To The Editor:
I don’t want to sound like Burt Lancaster in the Louis Malle 1980 film Atlantic City, but the news when I got here this year is that Busch’s, the granddaddy of the big seafood restaurants on this little stretch of barrier islands, is going to be knocked down in order to make way for more condos. Lancaster, playing a washed up former mob go-fer, is reminiscing with a young punk on the boardwalk about the glory days and says, “You should have seen the Atlantic Ocean back then.”
It was just five years ago that the owners of Busch’s, the fifth generation of the family to run the restaurant over its 128 consecutive years of operation, attempted in a press interview to put a stop to fears and rumors that the landmark restaurant was going to be sold or demolished: “There are no plans, not even a thought, of making Busch’s into condos.”
Well, the allegedly nonexistent thought is a reality and so are the condo blueprints, and it looks like the sixth generation of the family that was waiting in the wings, teenagers Logan and Tyler, already talented in art of cleaning crabs and stacking dishes, is now on the road to becoming something more generic, perhaps accountants or tax attorneys.
Coming to America, George and Anna Busch founded Busch’s on the southern end of this barrier island as a small hotel in 1882. That was just six years after Lt. Col. George Custer made the mistake of taking on the forces of Sitting Bull and Crazy Horse in the Battle of Little Big Horn.
What made Crazy Horse even crazier in that battle was the new flood of white prospectors heading westward following the discovery of gold on Sioux lands, producing a string of broken treaties and the corralling of previously freewheeling Indians onto reservations.
Speaking of things related to fire water, John Dougherty reported in Beachcomber magazine that it was George Busch’s brother Adolphus, similarly entrepreneurial, who headed farther west and joined the Anheuser Brewery, “becoming the ‘Busch’ in Anheuser-Busch.”
Adolphus rose through the ranks the smart way, by marrying the owner’s daughter. He wed Eberhard Anheuser’s daughter, Lilly, in 1861. To fully seal the deal, Adolphus’s brother married Lilly’s sister in the same service, providing Mr. Adolphus with two newly minted Busch sons-in-law on the same day.
Three years later, Adolphus began working at his father-in-law’s brewery. In 1880, he became president of the company upon Eberhard’s death that is today the largest brewing company in America.
In Sea Isle, so top secret is Busch’s recipe for deviled crab, the restaurant’s long-running signature dish, that the owners said several years ago that the recipe is so closely guarded that “no more than six people have used it in 90 years.” It’s like the Vatican’s covert archives.

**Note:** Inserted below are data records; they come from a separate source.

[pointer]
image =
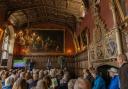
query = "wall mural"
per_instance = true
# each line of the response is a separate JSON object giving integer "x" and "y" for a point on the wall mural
{"x": 125, "y": 41}
{"x": 84, "y": 39}
{"x": 110, "y": 45}
{"x": 40, "y": 41}
{"x": 123, "y": 8}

The other big news is that we were sitting on our deck the last few weeks and watching 700,000 cubic yards of newly dredged sand being pumped onto our storm-damaged beach, at a cost per cubic yard of $7.02.
Reimbursement for three-quarters of that $4,914,000 price tag is supposed to come from state and federal governments, both of which are broke. It’s an expense that many environmentalists and my most doctrinaire libertarian friends aren’t happy about. Both say to let the ocean go where it wants. Easy to say if you don’t own a house on the beach or a boardwalk fudge shop.
In fishing news, stripers are biting like crazy on clams in the early morning surf. No BP oil yet.
RALPH R. REILAND
Pittsburgh, Pa.
(ED. NOTE: The author is an associate professor of economics at Robert Morris University in Pittsburgh and a columnist with the Pittsburgh Tribune-Review.)